NONQUALIFIED STOCK OPTION AGREEMENT
THIS NONQUALIFIED STOCK OPTION AGREEMENT, made and entered into as of the 18th day of May, 2007, by and between etrials Worldwide, Inc., a Delaware corporation (the “Corporation”), and Eugene Jennings (the “Participant”).
WHEREAS, on May 18, 2007, (the “Original Grant Date”), the Board granted Participant an option to purchase Three Hundred Seventy Thousand (370,000) shares of the Corporation’s common stock, $0.0001 par value per share (the “Common Stock”); and
WHEREAS, such option grant was approved by the Board of Directors of the Company, including by a majority of the “Independent” Directors, as defined in NASDAQ Rules, and the Non-Employee Directors as defined in Rule 16b-3 of the Securities and Exchange Commission; and
WHEREAS, such option granted pursuant to the 2005 Performance Equity Plan of the Corporation (the “Plan”) (capitalized terms used herein shall have the meanings set out in the Plan unless otherwise specified in this Agreement); and
WHEREAS, such option was granted as required by an Employment Agreement dated May 18, 2007 between the Company and Participant and the provisions of this Agreement are subject to certain provisions of the Employment Agreement, which upon the occurrence of certain events supersedes vesting, exercise and termination provisions of this Agreement; and
WHEREAS, this Agreement evidences the grant of such option.
NOW, THEREFORE, in consideration of the foregoing, of the mutual promises set forth below and of other good and valuable consideration, the receipt and sufficiency of which are hereby acknowledged, the parties hereto, intending to be legally bound, agree as follows:
1. Grant of Option. The Corporation hereby grants Participant an option to purchase from the Corporation, during the period specified in Section 2 of this Agreement, a total of Three Hundred Seventy thousand (370,000) shares of Common Stock, at the purchase price of Four Dollars and Seventy Cents ($4.70) per share (the “Purchase Price”), in accordance with the terms and conditions stated in this Agreement. The shares of Common Stock subject to the option granted hereby are referred to below as the “Shares,” and the option to purchase such Shares is referred to below as the “Option.”
2. Vesting and Exercise of Option. The Option shall vest and become exercisable in increments in accordance with the schedule set forth below, provided that the Option shall vest and become exercisable with respect to an increment as specified only if Participant is providing services to the Corporation on the specified date for such increment:
(a) on each of the sixteen (16) quarterly anniversaries of the Original Grant Date Twenty-Three Thousand One Hundred Twenty-Five (23,125) Options shall vest and become exercisable.

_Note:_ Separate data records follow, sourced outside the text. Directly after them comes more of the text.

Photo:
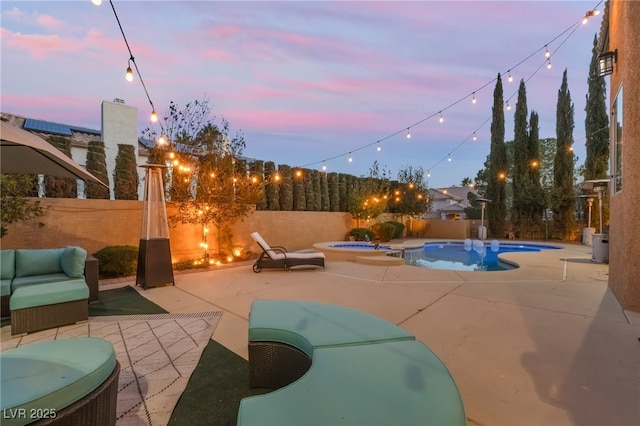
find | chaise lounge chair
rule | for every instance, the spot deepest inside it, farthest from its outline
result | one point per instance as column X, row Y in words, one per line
column 278, row 257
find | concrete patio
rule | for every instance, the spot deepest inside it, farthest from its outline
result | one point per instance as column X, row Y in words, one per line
column 545, row 344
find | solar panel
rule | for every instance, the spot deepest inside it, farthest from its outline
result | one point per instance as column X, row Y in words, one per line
column 56, row 128
column 47, row 126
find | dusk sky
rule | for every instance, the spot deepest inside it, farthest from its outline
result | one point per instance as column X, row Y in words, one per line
column 308, row 82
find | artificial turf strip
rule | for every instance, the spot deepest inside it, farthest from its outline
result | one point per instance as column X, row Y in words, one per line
column 123, row 301
column 119, row 301
column 214, row 391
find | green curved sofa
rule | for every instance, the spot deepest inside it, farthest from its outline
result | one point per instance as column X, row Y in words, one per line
column 63, row 382
column 332, row 365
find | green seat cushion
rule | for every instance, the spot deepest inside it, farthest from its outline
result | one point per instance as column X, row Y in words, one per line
column 5, row 287
column 48, row 294
column 7, row 264
column 393, row 383
column 72, row 261
column 38, row 262
column 53, row 374
column 40, row 279
column 311, row 325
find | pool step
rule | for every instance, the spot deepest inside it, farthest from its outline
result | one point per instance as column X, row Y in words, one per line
column 380, row 260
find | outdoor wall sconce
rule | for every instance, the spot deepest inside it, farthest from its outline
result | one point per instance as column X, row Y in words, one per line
column 606, row 61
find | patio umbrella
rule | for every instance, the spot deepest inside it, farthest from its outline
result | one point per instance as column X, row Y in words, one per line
column 24, row 152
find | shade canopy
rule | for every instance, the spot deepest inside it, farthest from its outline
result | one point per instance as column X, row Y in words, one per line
column 24, row 152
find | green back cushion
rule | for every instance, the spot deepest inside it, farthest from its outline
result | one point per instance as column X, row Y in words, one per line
column 311, row 325
column 7, row 264
column 72, row 261
column 37, row 262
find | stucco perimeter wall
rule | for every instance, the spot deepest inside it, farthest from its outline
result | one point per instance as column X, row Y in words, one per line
column 624, row 232
column 95, row 224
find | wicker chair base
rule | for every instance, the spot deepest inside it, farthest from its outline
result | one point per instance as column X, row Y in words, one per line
column 96, row 409
column 4, row 306
column 273, row 365
column 39, row 318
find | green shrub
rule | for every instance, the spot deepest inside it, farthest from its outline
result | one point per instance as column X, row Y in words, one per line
column 399, row 227
column 117, row 261
column 384, row 231
column 359, row 234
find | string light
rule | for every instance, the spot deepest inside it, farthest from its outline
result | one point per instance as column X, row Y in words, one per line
column 129, row 74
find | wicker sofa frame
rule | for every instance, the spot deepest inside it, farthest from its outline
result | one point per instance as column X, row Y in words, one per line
column 273, row 365
column 96, row 409
column 44, row 317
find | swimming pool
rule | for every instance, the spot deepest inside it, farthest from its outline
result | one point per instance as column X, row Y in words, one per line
column 468, row 255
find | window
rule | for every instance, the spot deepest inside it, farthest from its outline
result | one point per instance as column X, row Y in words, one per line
column 616, row 142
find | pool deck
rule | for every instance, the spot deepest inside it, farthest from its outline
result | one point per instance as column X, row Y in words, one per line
column 544, row 344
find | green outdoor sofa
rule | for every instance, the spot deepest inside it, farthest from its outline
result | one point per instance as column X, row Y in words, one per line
column 60, row 382
column 43, row 288
column 332, row 365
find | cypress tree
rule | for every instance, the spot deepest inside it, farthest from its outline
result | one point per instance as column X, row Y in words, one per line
column 272, row 187
column 317, row 191
column 324, row 193
column 342, row 192
column 299, row 199
column 286, row 187
column 257, row 171
column 309, row 195
column 597, row 130
column 521, row 163
column 97, row 165
column 498, row 166
column 334, row 192
column 125, row 176
column 60, row 187
column 563, row 194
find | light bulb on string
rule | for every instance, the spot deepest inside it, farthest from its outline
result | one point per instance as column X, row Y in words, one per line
column 129, row 74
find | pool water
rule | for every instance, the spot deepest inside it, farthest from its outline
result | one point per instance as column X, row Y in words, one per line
column 454, row 256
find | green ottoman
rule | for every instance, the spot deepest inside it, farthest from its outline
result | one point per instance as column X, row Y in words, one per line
column 68, row 381
column 394, row 383
column 284, row 335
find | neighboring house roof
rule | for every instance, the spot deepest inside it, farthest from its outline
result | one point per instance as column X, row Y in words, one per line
column 454, row 198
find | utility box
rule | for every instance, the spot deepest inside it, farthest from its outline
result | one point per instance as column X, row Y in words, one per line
column 600, row 251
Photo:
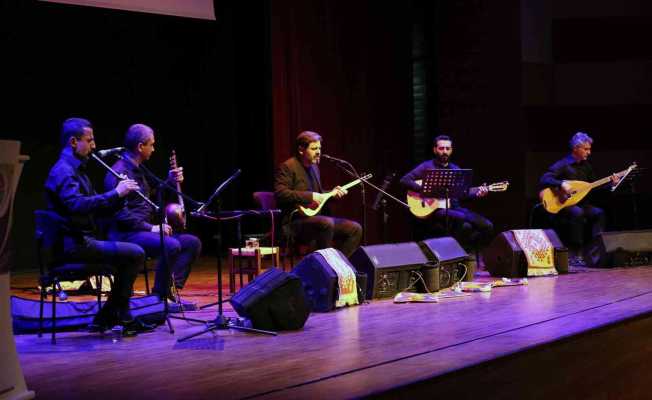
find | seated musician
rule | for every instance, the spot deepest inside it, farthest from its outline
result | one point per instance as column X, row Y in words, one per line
column 470, row 229
column 297, row 183
column 70, row 194
column 583, row 220
column 136, row 221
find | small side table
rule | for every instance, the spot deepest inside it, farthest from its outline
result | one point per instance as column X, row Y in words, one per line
column 254, row 255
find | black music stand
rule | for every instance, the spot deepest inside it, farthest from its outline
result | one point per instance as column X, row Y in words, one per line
column 446, row 184
column 221, row 321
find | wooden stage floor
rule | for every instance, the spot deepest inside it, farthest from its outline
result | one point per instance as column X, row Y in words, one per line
column 580, row 335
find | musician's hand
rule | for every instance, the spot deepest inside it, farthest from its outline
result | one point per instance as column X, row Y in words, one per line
column 318, row 197
column 126, row 186
column 167, row 229
column 566, row 187
column 482, row 191
column 176, row 175
column 614, row 179
column 339, row 192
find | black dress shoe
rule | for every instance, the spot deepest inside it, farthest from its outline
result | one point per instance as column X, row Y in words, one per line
column 135, row 326
column 105, row 319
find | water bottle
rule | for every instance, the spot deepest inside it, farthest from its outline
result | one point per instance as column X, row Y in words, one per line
column 116, row 333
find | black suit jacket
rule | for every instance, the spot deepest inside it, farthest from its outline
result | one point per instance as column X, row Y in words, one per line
column 292, row 186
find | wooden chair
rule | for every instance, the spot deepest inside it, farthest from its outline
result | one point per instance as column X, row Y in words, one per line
column 289, row 246
column 54, row 269
column 254, row 258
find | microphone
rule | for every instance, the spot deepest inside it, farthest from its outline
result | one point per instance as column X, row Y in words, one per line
column 388, row 180
column 110, row 152
column 334, row 159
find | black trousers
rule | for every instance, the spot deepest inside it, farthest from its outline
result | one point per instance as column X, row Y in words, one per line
column 583, row 222
column 126, row 258
column 340, row 233
column 469, row 228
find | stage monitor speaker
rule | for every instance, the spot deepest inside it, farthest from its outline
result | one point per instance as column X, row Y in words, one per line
column 320, row 281
column 505, row 258
column 454, row 262
column 620, row 249
column 275, row 300
column 389, row 267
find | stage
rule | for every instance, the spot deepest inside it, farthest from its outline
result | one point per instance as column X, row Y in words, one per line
column 581, row 335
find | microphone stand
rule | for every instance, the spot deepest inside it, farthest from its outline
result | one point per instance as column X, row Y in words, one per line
column 164, row 252
column 220, row 322
column 345, row 165
column 163, row 249
column 121, row 177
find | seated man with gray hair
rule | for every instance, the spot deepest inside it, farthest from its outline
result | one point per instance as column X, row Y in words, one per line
column 583, row 220
column 137, row 223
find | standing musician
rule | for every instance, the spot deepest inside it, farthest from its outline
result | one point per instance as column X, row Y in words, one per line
column 576, row 166
column 135, row 221
column 469, row 228
column 298, row 183
column 70, row 194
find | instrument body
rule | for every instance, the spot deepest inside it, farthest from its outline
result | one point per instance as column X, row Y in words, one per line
column 422, row 207
column 175, row 213
column 555, row 199
column 311, row 212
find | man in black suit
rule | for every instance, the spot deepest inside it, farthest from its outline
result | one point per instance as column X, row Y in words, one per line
column 298, row 183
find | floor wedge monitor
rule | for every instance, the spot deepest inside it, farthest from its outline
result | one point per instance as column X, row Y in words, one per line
column 390, row 268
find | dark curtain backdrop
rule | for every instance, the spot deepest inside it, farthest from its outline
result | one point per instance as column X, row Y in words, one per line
column 202, row 85
column 343, row 69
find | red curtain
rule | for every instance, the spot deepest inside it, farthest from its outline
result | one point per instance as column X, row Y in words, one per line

The schedule set forth above is cumulative, so that Shares as to which the Option has become vested and exercisable on and after a date indicated by the schedule may be purchased pursuant to exercise of the Option at any subsequent date prior to termination of the Option. The Option may be exercised at any time and from time to time to purchase up to the number of Shares as to which it is then vested and exercisable.
The provisions of Section 5.2(h) and of Section 10 of the Plan shall apply to the Option.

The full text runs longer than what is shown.